There’s a second Azure Databricks transform step that converts the data into a format that you can store in the data warehouse.
Finally, the pipeline serves the data in two different ways:
Databricks makes the data available to the data scientist so they can train models.
Polybase moves the data from the data lake to Azure Synapse Analytics and Power BI accesses the data and presents it to the business user.
Components
The solution uses these components:
Azure Data Lake Storage (ADLS) Gen2
Scenario details
A modern data warehouse (MDW) lets you easily bring all of your data together at any scale. It doesn’t matter if it’s structured, unstructured, or semi-structured data. You can gain insights to an MDW through analytical dashboards, operational reports, or advanced analytics for all your users.
Setting up an MDW environment for both development (dev) and production (prod) environments is complex. Automating the process is key. It helps increase productivity while minimizing the risk of errors.
This article describes how a fictional city planning office could use this solution.
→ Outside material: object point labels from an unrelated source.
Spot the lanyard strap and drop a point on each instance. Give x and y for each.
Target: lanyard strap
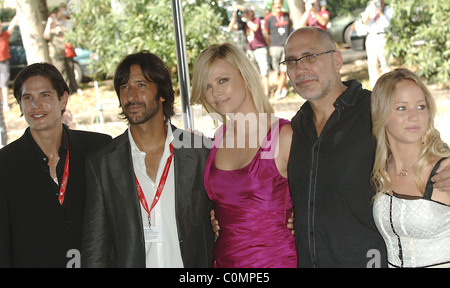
(160, 188)
(62, 189)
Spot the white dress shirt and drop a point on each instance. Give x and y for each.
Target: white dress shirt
(165, 253)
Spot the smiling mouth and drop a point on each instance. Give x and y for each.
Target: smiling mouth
(220, 103)
(37, 116)
(133, 106)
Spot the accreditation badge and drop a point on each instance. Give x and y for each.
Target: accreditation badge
(153, 234)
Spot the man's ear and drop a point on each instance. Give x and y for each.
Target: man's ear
(338, 60)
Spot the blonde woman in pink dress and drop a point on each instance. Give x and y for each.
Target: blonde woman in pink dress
(246, 172)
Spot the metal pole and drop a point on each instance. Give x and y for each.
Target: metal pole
(183, 68)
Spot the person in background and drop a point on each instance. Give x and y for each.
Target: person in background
(412, 217)
(268, 6)
(41, 191)
(277, 28)
(314, 15)
(4, 61)
(246, 171)
(331, 159)
(378, 17)
(146, 205)
(256, 44)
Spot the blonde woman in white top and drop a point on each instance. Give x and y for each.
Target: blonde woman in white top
(413, 218)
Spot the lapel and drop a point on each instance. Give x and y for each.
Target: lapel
(124, 189)
(185, 165)
(29, 163)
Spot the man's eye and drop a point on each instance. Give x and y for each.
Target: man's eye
(422, 107)
(291, 62)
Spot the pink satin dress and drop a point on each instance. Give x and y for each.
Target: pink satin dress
(252, 205)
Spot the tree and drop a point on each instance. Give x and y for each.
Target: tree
(32, 29)
(419, 37)
(114, 29)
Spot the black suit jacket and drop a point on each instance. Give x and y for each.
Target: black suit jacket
(113, 230)
(35, 230)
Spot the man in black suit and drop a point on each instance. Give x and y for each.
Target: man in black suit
(145, 204)
(41, 191)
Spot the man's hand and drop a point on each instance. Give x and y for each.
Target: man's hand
(214, 224)
(442, 178)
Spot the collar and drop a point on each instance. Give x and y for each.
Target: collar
(169, 138)
(348, 98)
(38, 151)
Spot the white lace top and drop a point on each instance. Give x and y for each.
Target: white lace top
(416, 231)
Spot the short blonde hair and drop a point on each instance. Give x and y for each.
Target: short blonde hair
(234, 56)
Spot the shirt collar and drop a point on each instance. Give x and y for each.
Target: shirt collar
(348, 98)
(169, 139)
(38, 151)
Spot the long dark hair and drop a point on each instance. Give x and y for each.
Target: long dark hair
(154, 70)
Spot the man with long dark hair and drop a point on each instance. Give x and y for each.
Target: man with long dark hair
(146, 205)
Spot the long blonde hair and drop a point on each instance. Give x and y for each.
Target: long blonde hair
(234, 56)
(382, 103)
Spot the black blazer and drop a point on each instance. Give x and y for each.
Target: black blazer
(35, 230)
(112, 232)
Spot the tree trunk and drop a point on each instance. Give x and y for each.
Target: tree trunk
(32, 28)
(296, 8)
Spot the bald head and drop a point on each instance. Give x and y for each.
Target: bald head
(321, 36)
(319, 77)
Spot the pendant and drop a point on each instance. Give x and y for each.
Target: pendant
(403, 173)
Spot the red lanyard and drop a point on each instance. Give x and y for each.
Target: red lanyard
(280, 20)
(62, 189)
(162, 182)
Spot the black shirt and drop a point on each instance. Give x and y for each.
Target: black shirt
(44, 159)
(329, 179)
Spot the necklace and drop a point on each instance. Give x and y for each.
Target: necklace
(404, 172)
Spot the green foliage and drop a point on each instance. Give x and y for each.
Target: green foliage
(341, 7)
(420, 37)
(128, 26)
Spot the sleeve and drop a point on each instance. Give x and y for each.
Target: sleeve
(95, 241)
(5, 233)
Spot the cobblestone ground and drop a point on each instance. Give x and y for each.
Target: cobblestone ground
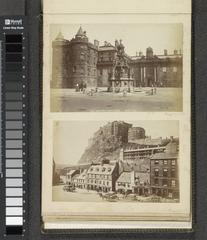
(165, 99)
(80, 195)
(83, 195)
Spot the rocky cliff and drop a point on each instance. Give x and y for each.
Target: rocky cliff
(105, 144)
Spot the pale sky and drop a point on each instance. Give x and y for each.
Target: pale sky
(135, 37)
(71, 137)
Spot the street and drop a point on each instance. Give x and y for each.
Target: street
(80, 195)
(165, 99)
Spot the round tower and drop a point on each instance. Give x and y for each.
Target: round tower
(59, 62)
(149, 52)
(136, 133)
(79, 58)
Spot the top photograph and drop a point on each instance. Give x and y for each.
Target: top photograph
(116, 67)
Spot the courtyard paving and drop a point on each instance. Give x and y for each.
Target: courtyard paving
(165, 99)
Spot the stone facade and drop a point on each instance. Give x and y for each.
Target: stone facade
(80, 62)
(136, 133)
(164, 172)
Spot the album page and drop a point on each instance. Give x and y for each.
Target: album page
(116, 149)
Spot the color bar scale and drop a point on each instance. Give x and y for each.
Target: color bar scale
(14, 115)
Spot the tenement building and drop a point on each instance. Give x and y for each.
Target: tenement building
(78, 62)
(164, 172)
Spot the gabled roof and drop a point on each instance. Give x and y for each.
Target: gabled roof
(80, 32)
(105, 169)
(59, 36)
(125, 177)
(164, 155)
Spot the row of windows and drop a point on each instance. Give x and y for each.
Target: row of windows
(165, 172)
(123, 184)
(99, 176)
(165, 162)
(165, 182)
(98, 182)
(174, 69)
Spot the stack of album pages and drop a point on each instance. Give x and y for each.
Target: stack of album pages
(116, 147)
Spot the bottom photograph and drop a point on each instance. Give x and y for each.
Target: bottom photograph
(115, 161)
(115, 170)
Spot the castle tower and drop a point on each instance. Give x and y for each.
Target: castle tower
(136, 133)
(150, 71)
(149, 52)
(83, 60)
(59, 62)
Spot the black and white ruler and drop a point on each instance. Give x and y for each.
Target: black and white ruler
(13, 107)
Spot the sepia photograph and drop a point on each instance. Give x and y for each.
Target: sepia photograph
(116, 67)
(116, 114)
(116, 161)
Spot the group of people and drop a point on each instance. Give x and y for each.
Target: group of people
(81, 87)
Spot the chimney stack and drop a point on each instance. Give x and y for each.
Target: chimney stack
(96, 43)
(175, 52)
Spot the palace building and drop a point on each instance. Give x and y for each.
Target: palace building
(80, 62)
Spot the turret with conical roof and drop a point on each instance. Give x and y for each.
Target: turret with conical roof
(59, 61)
(149, 52)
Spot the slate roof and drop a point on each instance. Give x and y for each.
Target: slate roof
(164, 155)
(125, 177)
(101, 169)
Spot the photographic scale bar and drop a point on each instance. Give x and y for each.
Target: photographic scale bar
(13, 131)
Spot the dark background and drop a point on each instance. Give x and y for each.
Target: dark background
(199, 131)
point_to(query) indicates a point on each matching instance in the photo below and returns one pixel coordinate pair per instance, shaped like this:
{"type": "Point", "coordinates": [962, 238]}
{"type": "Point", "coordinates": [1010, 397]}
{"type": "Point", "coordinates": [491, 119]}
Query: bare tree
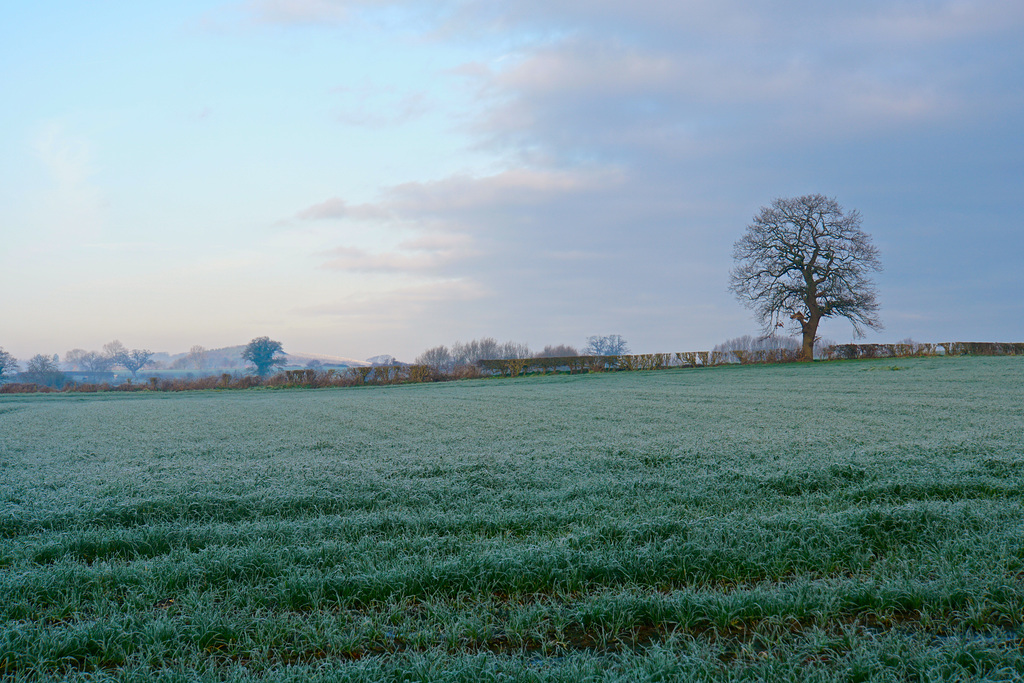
{"type": "Point", "coordinates": [134, 359]}
{"type": "Point", "coordinates": [437, 357]}
{"type": "Point", "coordinates": [262, 353]}
{"type": "Point", "coordinates": [804, 259]}
{"type": "Point", "coordinates": [94, 361]}
{"type": "Point", "coordinates": [197, 357]}
{"type": "Point", "coordinates": [114, 349]}
{"type": "Point", "coordinates": [558, 351]}
{"type": "Point", "coordinates": [43, 369]}
{"type": "Point", "coordinates": [606, 345]}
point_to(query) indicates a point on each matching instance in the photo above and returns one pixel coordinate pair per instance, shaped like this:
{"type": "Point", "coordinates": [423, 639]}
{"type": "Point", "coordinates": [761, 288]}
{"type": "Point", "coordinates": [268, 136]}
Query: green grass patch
{"type": "Point", "coordinates": [778, 522]}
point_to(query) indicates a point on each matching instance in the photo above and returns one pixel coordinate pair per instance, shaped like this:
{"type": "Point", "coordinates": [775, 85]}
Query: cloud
{"type": "Point", "coordinates": [422, 254]}
{"type": "Point", "coordinates": [336, 208]}
{"type": "Point", "coordinates": [633, 142]}
{"type": "Point", "coordinates": [382, 109]}
{"type": "Point", "coordinates": [302, 12]}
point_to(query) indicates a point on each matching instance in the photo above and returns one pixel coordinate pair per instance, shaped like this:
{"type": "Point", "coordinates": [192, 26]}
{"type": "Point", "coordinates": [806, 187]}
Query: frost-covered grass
{"type": "Point", "coordinates": [853, 520]}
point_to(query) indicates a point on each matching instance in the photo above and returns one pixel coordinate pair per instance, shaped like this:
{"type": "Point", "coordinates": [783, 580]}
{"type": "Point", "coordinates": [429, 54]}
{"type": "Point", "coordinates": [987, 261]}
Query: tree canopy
{"type": "Point", "coordinates": [804, 259]}
{"type": "Point", "coordinates": [262, 352]}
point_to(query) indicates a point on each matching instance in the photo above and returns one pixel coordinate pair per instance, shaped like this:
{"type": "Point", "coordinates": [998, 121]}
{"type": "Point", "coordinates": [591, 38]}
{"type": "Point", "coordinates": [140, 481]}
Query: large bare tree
{"type": "Point", "coordinates": [804, 259]}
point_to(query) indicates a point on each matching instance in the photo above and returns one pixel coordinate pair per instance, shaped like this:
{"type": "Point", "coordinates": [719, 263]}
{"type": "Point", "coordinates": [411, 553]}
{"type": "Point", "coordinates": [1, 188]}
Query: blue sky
{"type": "Point", "coordinates": [364, 177]}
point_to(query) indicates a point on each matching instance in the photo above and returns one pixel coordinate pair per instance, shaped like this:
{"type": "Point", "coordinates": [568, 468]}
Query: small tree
{"type": "Point", "coordinates": [134, 359]}
{"type": "Point", "coordinates": [44, 370]}
{"type": "Point", "coordinates": [7, 363]}
{"type": "Point", "coordinates": [437, 357]}
{"type": "Point", "coordinates": [197, 357]}
{"type": "Point", "coordinates": [95, 363]}
{"type": "Point", "coordinates": [558, 351]}
{"type": "Point", "coordinates": [607, 345]}
{"type": "Point", "coordinates": [262, 353]}
{"type": "Point", "coordinates": [802, 260]}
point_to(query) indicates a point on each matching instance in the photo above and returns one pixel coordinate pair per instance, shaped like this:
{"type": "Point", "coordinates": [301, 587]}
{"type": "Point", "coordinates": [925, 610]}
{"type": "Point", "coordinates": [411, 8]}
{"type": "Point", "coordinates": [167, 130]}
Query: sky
{"type": "Point", "coordinates": [358, 177]}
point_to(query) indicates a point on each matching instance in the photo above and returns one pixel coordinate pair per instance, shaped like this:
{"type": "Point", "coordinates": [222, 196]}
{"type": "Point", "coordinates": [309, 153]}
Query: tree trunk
{"type": "Point", "coordinates": [810, 329]}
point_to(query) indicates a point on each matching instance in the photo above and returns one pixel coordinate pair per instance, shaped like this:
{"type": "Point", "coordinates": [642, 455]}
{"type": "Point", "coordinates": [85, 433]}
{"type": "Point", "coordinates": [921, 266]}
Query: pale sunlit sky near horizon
{"type": "Point", "coordinates": [381, 176]}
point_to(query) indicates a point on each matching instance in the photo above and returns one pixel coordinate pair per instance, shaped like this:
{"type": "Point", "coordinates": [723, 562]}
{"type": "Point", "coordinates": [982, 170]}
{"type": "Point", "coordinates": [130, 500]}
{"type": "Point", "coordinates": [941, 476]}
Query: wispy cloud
{"type": "Point", "coordinates": [298, 11]}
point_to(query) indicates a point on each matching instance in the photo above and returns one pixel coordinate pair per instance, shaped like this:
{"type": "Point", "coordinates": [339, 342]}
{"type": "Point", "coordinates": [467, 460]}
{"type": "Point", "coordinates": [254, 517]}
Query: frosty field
{"type": "Point", "coordinates": [856, 520]}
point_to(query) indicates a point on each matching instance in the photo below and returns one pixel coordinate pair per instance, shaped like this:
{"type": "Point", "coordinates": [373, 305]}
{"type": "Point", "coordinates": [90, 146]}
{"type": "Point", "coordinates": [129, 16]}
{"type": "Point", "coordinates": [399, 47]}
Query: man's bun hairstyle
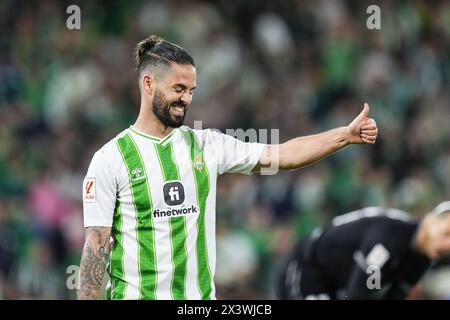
{"type": "Point", "coordinates": [157, 51]}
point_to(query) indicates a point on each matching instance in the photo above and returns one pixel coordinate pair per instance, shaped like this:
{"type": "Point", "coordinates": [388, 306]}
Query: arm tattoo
{"type": "Point", "coordinates": [93, 261]}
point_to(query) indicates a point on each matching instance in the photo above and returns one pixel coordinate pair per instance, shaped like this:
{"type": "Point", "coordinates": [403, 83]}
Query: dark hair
{"type": "Point", "coordinates": [157, 51]}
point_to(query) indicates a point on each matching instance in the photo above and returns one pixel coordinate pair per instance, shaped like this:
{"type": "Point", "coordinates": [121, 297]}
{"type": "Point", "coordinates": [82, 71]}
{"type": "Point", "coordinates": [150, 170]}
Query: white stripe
{"type": "Point", "coordinates": [130, 247]}
{"type": "Point", "coordinates": [184, 163]}
{"type": "Point", "coordinates": [163, 249]}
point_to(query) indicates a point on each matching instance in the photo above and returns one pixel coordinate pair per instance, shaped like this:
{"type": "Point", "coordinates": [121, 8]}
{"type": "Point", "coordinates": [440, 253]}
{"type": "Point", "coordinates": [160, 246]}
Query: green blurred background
{"type": "Point", "coordinates": [298, 66]}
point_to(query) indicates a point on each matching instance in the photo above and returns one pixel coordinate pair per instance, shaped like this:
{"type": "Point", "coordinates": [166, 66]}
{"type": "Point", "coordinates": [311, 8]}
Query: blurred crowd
{"type": "Point", "coordinates": [298, 66]}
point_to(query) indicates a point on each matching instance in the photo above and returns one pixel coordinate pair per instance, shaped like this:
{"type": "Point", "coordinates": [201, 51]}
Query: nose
{"type": "Point", "coordinates": [186, 98]}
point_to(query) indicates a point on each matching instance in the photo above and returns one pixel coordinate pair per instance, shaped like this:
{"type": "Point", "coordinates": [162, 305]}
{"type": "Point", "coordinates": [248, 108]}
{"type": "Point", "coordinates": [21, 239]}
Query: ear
{"type": "Point", "coordinates": [148, 83]}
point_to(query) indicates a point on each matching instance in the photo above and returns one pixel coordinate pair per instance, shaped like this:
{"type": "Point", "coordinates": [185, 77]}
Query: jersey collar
{"type": "Point", "coordinates": [153, 138]}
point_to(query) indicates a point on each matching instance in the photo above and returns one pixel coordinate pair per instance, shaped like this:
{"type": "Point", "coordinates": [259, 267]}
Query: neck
{"type": "Point", "coordinates": [149, 124]}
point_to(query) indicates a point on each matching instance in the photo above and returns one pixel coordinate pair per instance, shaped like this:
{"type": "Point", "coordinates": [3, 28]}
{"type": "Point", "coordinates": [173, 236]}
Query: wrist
{"type": "Point", "coordinates": [346, 135]}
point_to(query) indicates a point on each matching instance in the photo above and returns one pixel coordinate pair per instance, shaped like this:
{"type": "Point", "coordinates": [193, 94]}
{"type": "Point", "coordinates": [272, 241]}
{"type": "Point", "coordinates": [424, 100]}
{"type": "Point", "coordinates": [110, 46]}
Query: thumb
{"type": "Point", "coordinates": [365, 112]}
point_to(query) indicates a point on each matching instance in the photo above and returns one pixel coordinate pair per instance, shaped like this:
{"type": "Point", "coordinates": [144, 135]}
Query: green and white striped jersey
{"type": "Point", "coordinates": [159, 198]}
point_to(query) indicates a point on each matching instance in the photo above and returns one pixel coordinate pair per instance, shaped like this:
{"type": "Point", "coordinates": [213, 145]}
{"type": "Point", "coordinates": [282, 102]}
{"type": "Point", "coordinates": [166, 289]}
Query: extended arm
{"type": "Point", "coordinates": [302, 151]}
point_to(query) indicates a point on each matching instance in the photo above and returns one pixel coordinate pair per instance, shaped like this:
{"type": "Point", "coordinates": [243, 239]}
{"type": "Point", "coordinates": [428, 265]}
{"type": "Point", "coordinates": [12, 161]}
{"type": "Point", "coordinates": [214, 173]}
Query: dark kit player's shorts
{"type": "Point", "coordinates": [298, 279]}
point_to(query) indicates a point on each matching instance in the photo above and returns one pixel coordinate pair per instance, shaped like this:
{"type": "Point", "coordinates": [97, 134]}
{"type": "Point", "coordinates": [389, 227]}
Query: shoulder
{"type": "Point", "coordinates": [109, 152]}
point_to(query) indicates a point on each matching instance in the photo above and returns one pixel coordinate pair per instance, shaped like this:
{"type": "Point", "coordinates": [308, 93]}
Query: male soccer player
{"type": "Point", "coordinates": [152, 189]}
{"type": "Point", "coordinates": [371, 253]}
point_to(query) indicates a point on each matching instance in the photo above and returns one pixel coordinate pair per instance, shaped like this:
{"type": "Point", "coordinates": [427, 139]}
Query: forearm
{"type": "Point", "coordinates": [93, 262]}
{"type": "Point", "coordinates": [302, 151]}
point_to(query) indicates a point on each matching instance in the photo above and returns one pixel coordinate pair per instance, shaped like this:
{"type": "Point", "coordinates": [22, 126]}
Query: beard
{"type": "Point", "coordinates": [161, 109]}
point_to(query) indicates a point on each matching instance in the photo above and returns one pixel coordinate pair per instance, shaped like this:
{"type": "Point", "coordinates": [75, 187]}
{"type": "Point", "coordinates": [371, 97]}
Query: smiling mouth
{"type": "Point", "coordinates": [177, 110]}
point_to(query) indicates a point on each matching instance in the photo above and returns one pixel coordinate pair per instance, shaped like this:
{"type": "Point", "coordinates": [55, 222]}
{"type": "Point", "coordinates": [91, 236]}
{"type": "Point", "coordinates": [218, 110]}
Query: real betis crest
{"type": "Point", "coordinates": [198, 162]}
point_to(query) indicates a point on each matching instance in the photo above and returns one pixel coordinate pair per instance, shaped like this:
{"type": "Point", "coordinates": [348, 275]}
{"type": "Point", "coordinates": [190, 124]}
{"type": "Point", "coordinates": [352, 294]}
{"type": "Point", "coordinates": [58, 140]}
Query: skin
{"type": "Point", "coordinates": [94, 258]}
{"type": "Point", "coordinates": [433, 236]}
{"type": "Point", "coordinates": [177, 86]}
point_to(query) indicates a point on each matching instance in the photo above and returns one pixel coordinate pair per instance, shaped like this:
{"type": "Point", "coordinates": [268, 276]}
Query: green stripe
{"type": "Point", "coordinates": [177, 224]}
{"type": "Point", "coordinates": [117, 274]}
{"type": "Point", "coordinates": [143, 205]}
{"type": "Point", "coordinates": [202, 184]}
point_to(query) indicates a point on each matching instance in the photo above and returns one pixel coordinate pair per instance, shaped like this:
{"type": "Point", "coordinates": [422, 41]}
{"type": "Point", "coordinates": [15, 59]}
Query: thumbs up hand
{"type": "Point", "coordinates": [363, 129]}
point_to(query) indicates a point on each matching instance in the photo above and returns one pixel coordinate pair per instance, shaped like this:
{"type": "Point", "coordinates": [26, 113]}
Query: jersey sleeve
{"type": "Point", "coordinates": [99, 191]}
{"type": "Point", "coordinates": [233, 155]}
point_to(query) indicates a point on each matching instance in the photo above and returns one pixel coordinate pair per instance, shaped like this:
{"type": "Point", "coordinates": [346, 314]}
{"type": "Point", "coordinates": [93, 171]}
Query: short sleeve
{"type": "Point", "coordinates": [99, 192]}
{"type": "Point", "coordinates": [233, 155]}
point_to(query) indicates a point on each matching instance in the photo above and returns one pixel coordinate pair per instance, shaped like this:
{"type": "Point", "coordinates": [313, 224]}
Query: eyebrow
{"type": "Point", "coordinates": [182, 86]}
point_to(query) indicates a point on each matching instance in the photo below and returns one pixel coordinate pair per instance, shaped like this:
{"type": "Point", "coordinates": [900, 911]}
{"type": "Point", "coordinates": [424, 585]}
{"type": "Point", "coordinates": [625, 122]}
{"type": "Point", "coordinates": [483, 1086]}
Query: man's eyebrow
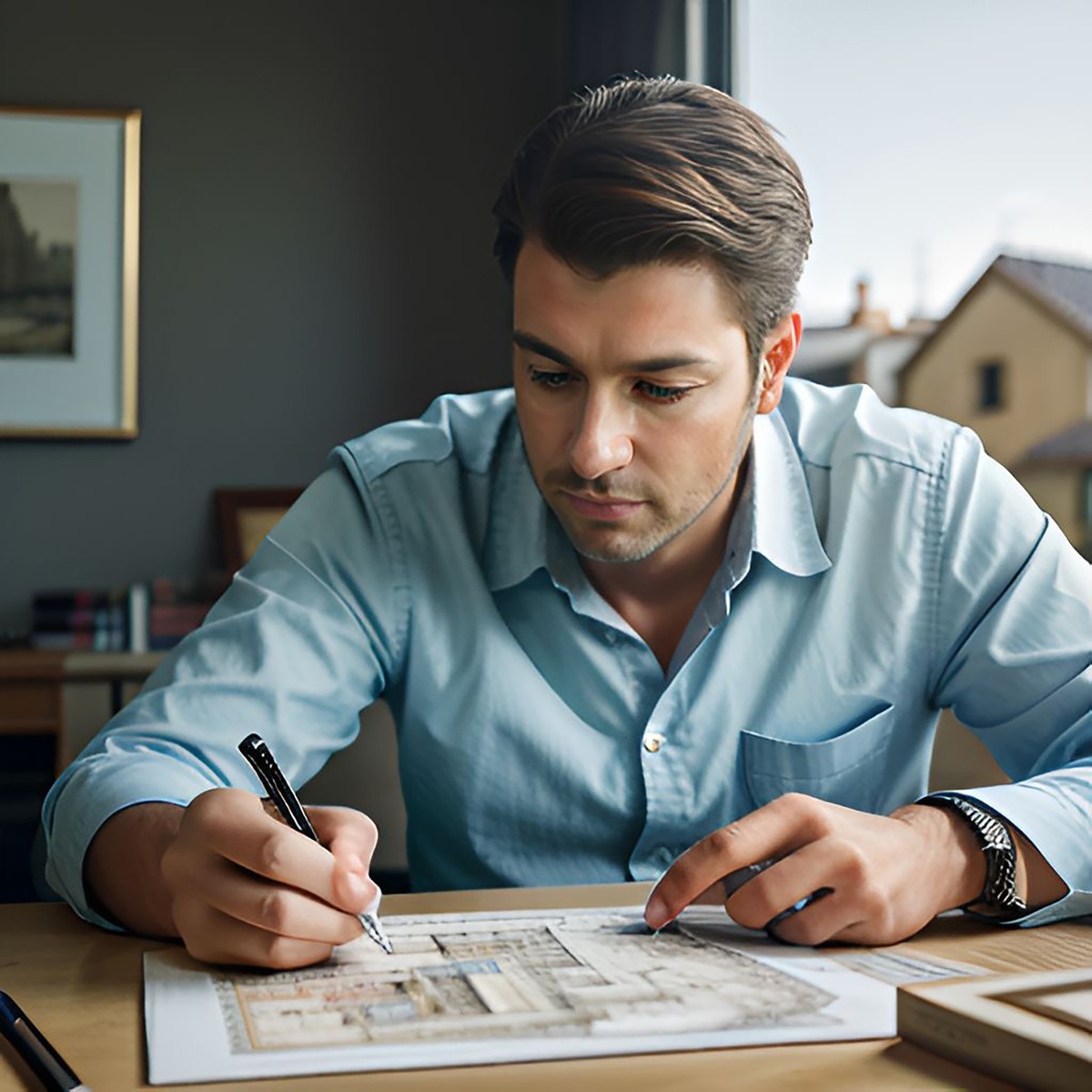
{"type": "Point", "coordinates": [536, 345]}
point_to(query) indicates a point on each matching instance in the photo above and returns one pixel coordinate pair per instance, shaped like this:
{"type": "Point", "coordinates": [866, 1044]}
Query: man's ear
{"type": "Point", "coordinates": [778, 352]}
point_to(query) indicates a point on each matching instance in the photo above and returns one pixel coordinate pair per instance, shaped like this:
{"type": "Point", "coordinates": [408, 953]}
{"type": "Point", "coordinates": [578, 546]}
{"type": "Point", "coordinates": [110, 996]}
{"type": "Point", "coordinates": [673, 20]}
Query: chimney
{"type": "Point", "coordinates": [864, 316]}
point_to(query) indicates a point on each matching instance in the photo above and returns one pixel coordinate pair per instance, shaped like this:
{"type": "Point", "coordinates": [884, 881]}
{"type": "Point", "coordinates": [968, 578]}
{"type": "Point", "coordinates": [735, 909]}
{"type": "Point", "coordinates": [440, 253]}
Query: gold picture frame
{"type": "Point", "coordinates": [69, 272]}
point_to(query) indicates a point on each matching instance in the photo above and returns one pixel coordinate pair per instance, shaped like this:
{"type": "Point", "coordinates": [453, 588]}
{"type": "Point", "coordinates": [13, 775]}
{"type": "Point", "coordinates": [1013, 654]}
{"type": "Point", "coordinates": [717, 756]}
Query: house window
{"type": "Point", "coordinates": [991, 392]}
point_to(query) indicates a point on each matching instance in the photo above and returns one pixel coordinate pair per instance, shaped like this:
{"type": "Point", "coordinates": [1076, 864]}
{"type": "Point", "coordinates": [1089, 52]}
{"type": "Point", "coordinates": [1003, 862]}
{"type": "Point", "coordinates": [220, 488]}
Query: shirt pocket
{"type": "Point", "coordinates": [849, 769]}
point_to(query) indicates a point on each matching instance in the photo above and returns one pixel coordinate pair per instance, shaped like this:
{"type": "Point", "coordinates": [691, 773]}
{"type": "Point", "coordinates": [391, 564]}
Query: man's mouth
{"type": "Point", "coordinates": [602, 508]}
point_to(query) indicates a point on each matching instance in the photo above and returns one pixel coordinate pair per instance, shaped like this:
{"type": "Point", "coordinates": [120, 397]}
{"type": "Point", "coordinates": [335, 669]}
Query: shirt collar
{"type": "Point", "coordinates": [775, 508]}
{"type": "Point", "coordinates": [784, 529]}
The solution provides an end-to-end data pipeline that follows the MDW architectural pattern, along with corresponding DevOps and DataOps processes, to assess parking use and make more informed business decisions.
Solution requirements
Ability to collect data from different sources or systems.
Infrastructure as code: deploy new dev and staging (stg) environments in an automated manner.
Deploy application changes across different environments in an automated manner:
Implement continuous integration and continuous delivery (CI/CD) pipelines.
Use deployment gates for manual approvals.
Pipeline as Code: ensure the CI/CD pipeline definitions are in source control.
Carry out integration tests on changes using a sample data set.
Run pipelines on a scheduled basis.
Support future agile development, including the addition of data science workloads.
Support for both row-level and object-level security:
The security feature is available in SQL Database.
You can also find it in Azure Synapse Analytics, Azure Analysis Services (AAS) and Power BI.
Support for 10 concurrent dashboard users and 20 concurrent power users.
The data pipeline should carry out data validation and filter out malformed records to a specified store.
Support monitoring.
Centralized configuration in a secure storage like Azure Key Vault.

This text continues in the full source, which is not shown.